What Is Experiment History?
Experiment History tracks every time you've trained the AI system. It shows you how well the system performed each time, so you can see if it's getting better, worse, or staying consistent.
Understanding the Metrics
F1 Score: The overall accuracy measure. Think of it as a "grade" for how well the AI performs:
- 90-100% = Excellent (A grade)
- 80-89% = Good (B grade)
- 70-79% = Acceptable (C grade)
- Below 70% = Needs improvement
Precision: When the system says "this is Shadow IT," how often is it right? Higher is better—means fewer false alarms.
Recall: Of all the actual Shadow IT out there, how much does the system catch? Higher means it's finding more threats, but might include some false positives.
Reading the Chart
The F1 Score Trend chart shows performance over time. You want this line to:
- Stay flat and high: System is consistently accurate
- Trend upward: System is learning and improving
- Trend downward: Performance is degrading—may need to adjust training settings or retrain
What Do the Experiment Details Tell Me?
Timestamp: When the training happened
Mode: How it was trained (Fresh, Incremental, Synthetic Only, or Cached)
Training Details: How much data was used. More samples generally means better training, but takes longer.

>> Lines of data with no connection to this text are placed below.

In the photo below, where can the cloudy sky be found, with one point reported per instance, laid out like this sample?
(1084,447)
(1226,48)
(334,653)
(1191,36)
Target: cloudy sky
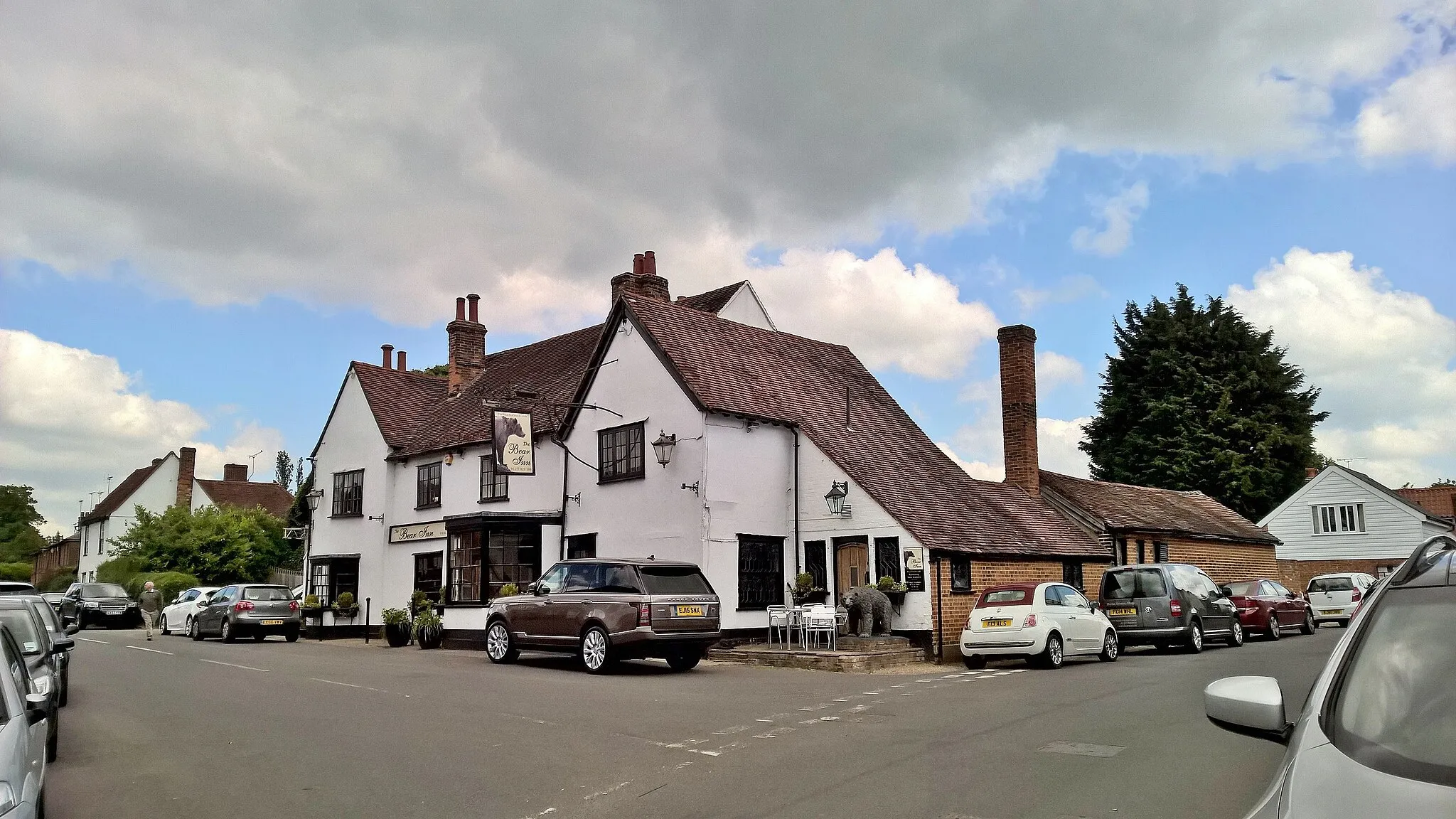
(210,210)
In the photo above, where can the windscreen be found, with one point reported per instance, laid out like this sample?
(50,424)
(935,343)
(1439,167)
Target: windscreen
(675,580)
(1133,583)
(267,594)
(23,630)
(1397,707)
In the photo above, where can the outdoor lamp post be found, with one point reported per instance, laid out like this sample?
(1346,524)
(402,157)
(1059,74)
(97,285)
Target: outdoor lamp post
(835,499)
(663,448)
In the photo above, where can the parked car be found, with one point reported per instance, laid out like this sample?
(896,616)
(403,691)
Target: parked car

Status: ✓ Complete means the training finished successfully
What Should I Look For?
Consistent High Scores
If your recent experiments all show F1 scores above 80%, your system is working well. Keep doing what you're doing.
Dropping Performance
If F1 scores are decreasing over time, it might mean your IT environment has changed significantly. Try retraining with "Fresh" mode.

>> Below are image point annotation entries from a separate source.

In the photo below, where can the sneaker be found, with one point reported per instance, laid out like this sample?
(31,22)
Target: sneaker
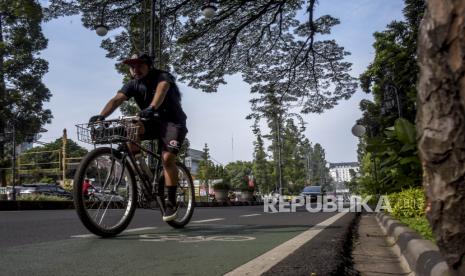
(170,212)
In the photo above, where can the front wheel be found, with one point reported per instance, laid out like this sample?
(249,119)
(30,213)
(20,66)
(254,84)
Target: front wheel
(107,201)
(185,197)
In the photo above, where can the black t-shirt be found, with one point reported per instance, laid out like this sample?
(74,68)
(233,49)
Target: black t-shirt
(143,91)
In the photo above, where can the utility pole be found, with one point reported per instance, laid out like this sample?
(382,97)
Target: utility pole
(280,178)
(63,159)
(14,159)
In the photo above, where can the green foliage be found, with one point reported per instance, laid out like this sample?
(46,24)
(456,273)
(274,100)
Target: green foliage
(22,92)
(408,207)
(266,41)
(420,225)
(222,186)
(262,168)
(40,197)
(47,179)
(393,162)
(409,203)
(398,162)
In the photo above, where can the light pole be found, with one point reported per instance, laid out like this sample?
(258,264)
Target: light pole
(359,131)
(278,141)
(391,99)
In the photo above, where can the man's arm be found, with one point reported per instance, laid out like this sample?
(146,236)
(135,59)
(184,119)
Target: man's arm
(160,94)
(113,104)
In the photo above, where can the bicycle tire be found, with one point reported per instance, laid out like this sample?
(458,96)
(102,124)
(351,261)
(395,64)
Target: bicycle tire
(80,204)
(180,223)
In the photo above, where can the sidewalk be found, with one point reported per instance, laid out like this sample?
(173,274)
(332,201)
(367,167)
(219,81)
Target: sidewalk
(372,253)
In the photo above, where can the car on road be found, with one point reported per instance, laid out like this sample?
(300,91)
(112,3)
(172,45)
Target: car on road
(44,189)
(312,192)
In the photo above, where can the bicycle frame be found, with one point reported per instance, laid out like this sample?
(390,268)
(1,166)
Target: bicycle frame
(150,190)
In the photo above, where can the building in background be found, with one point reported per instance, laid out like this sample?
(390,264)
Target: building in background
(192,160)
(340,172)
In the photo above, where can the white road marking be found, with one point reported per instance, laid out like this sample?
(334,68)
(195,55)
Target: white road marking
(126,231)
(207,220)
(251,215)
(266,261)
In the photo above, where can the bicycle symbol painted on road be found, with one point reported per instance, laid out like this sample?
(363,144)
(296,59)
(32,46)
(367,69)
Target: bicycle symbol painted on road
(189,239)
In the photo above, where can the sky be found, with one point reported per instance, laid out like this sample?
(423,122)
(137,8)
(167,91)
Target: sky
(82,80)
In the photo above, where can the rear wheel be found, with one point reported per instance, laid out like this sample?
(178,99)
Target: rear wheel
(107,206)
(185,197)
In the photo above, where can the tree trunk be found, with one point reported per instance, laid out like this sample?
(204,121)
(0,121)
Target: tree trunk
(441,125)
(2,106)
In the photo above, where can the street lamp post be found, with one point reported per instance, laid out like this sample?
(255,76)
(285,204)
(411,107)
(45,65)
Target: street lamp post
(278,134)
(14,159)
(391,99)
(359,131)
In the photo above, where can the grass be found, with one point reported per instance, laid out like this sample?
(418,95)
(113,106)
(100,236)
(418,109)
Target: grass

Low Precision, High Recall
System is catching most threats but creating too many false alarms. Lower the contamination rate in Training Center.

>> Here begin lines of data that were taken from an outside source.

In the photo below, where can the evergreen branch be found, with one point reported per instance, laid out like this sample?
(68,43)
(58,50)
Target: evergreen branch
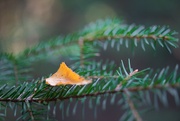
(95,94)
(132,107)
(29,110)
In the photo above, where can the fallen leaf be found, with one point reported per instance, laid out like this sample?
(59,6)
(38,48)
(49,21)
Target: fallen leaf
(65,76)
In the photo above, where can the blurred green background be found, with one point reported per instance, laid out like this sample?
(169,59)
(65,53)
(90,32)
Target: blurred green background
(24,23)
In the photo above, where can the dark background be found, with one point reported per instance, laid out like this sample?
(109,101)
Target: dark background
(24,23)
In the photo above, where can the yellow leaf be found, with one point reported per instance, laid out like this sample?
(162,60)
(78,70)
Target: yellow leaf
(65,76)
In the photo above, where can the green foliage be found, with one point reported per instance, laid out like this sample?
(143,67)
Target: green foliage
(38,101)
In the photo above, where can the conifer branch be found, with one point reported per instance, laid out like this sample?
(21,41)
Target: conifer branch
(132,106)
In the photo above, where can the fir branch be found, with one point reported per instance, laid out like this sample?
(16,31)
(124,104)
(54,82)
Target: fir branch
(130,89)
(132,107)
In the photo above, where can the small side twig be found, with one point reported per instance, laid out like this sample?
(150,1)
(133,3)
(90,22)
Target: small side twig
(29,110)
(16,74)
(126,79)
(81,44)
(132,107)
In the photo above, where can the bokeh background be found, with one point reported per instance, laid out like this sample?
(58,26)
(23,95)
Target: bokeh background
(24,23)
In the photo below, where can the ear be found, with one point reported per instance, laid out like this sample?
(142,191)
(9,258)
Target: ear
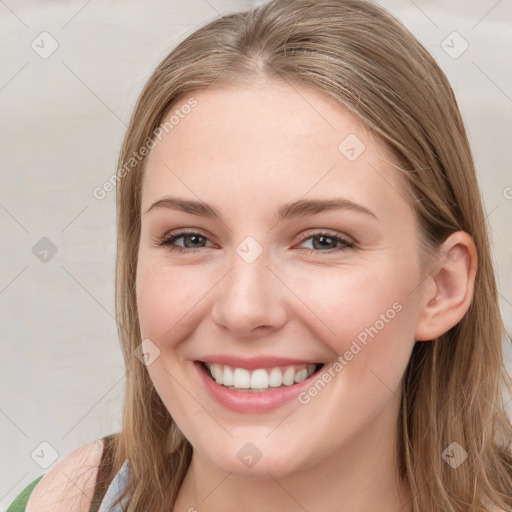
(448,290)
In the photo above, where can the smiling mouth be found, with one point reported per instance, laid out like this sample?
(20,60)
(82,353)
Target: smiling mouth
(261,379)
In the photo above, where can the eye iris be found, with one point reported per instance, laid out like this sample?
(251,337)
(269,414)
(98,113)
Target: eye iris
(324,237)
(192,237)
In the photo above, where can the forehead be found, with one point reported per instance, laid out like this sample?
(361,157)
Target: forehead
(266,143)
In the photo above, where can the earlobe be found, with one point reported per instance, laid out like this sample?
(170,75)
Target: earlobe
(449,288)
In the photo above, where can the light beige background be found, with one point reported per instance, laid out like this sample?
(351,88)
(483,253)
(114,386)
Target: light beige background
(62,122)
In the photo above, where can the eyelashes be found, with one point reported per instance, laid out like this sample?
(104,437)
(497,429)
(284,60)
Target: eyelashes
(168,241)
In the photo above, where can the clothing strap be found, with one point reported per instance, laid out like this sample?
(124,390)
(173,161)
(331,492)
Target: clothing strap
(105,471)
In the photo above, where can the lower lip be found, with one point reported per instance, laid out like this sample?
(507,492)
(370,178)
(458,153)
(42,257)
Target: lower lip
(252,402)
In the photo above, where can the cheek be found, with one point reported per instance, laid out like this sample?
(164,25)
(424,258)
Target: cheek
(365,315)
(166,300)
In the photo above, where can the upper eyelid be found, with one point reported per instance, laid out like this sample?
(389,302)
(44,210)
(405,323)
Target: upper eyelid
(302,237)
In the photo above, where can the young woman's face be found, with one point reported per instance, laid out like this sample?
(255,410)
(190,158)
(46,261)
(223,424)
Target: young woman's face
(274,282)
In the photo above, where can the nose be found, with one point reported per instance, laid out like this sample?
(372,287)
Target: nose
(250,300)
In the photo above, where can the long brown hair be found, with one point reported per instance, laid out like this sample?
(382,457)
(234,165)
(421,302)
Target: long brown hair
(357,53)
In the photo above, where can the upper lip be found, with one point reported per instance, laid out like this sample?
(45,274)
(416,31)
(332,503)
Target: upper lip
(253,363)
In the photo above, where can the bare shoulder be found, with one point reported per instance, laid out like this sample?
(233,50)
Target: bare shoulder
(69,485)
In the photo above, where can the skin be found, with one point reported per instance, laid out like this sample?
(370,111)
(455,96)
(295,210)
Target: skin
(247,151)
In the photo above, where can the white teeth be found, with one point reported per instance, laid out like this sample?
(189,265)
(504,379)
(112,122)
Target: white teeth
(241,378)
(227,377)
(260,379)
(289,376)
(275,378)
(301,375)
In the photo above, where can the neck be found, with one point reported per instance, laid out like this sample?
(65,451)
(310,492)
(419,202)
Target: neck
(361,476)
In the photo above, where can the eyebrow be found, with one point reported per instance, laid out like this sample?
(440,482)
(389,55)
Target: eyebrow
(300,208)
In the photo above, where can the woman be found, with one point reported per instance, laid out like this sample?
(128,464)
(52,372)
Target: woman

High Precision, Low Recall
System is very accurate but missing some threats. Increase the contamination rate to be more sensitive.
Best Practices
- Check after each training: Always review experiment results after retraining to ensure quality didn't drop
- Compare to previous runs: Look for trends, not just individual scores
- Keep successful configurations: Note what settings produced the best F1 scores
- Document changes: If you change training settings, note what you changed so you can track impact
Troubleshooting
"No experiments yet": Run training from the Training Center first—click "Retrain"
All scores are low: The system may need more training data. Try increasing Assets Scale to 2.0x or 3.0x in Training Center.
Scores vary wildly: This suggests inconsistent training data. Use "Fresh" mode and consistent settings for more stable results.